Chiquita hopes worst is over


Restructuring deal leaves Lindner, CEO on board

By Cliff Peale
The Cincinnati Enquirer

        Carl Lindner's American Financial Group will lose its controlling interest in Chiquita Brands International Inc. in a restructuring announced Monday, but Mr. Lindner will remain on the board of directors.

WHO'S AFFECTED
  Here's how different parties are affected by the restructuring deal announced Monday:   • Bondholders: These holders of Chiquita's debt get $250 million in new debt plus 35.1 million shares of the newly issued stock, or 87.75 percent. And holders of subordinated debentures will get 3.1 million shares, or 7.75 percent of the new stock.
  • Preferred shareholders: This group will get 250,000 shares, or about 0.62 percent, and warrants to buy 4.2 million more.
  • Management: Chairman Carl Lindner and CEO Steve Warshaw will get 1 million shares of the new stock, or about 2.5 percent.
        Hoping to emerge solvent after a decade of financial misery, Cincinnati-based Chiquita struck a deal with holders of its debt to issue 40 million new shares of stock, exchanging that for more than $800 million in debt.

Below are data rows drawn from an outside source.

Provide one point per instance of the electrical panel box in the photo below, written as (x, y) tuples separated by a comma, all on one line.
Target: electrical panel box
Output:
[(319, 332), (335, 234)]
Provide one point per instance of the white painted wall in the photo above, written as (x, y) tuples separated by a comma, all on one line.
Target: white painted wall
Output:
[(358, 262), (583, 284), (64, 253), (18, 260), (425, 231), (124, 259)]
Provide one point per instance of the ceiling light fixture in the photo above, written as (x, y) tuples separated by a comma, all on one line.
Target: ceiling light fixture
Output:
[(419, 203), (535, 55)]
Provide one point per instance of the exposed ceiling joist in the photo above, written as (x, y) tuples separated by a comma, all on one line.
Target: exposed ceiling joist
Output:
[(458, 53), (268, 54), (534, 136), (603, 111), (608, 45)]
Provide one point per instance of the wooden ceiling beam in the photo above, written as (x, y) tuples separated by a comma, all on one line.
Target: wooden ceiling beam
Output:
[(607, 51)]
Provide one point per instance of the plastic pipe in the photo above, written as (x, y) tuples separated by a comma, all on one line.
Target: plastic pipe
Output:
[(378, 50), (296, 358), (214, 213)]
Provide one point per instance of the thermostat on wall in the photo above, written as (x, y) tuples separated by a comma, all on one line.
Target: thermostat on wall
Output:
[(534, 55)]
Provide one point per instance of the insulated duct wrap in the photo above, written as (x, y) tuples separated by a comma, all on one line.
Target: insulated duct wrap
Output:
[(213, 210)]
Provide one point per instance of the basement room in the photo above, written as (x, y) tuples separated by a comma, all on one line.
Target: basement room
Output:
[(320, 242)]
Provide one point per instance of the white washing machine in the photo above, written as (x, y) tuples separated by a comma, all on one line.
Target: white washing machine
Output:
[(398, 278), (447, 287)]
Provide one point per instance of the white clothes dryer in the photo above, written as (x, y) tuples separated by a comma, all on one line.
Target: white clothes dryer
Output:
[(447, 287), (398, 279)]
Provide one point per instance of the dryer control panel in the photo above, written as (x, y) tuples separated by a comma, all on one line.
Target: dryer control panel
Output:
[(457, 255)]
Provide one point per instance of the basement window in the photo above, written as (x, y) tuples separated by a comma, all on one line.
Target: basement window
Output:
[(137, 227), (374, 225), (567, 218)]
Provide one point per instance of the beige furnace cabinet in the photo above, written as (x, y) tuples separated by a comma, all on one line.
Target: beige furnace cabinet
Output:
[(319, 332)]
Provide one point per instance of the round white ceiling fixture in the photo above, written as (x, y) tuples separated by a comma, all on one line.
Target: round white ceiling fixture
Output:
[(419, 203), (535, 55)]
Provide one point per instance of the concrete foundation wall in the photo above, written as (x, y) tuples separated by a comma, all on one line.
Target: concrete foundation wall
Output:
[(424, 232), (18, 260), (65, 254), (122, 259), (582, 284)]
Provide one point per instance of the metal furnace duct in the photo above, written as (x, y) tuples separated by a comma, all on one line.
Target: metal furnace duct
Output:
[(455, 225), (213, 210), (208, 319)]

        With the bondholders having signed a deal, Chiquita will file a reorganization plan in federal bankruptcy court soon. Its far-flung operations will remain in place.

        Officials hope that the bankruptcy process — which could last about three months — is rock bottom for the company. Chiquita lost $94.9 million last year, and its stock price slipped Monday to an all-time low of 60 cents a share.

        But the deal will cut annual interest costs by about $60 million and give the company what chief executive officer Steve Warshaw called “by far the healthiest balance sheet in the industry.”

        Mr. Lindner, the Chiquita chairman, and Mr. Warshaw will remain on the board — along with five bondholder nominees — and Mr. Warshaw is likely to remain CEO.

        The deal should cut American Financial's interest to about 7 percent of outstanding stock.

        Because bondholders get most of the new stock, current common shareholders will see their interest diluted. They get only 1.38 percent of the new shares, plus warrants to buy additional shares.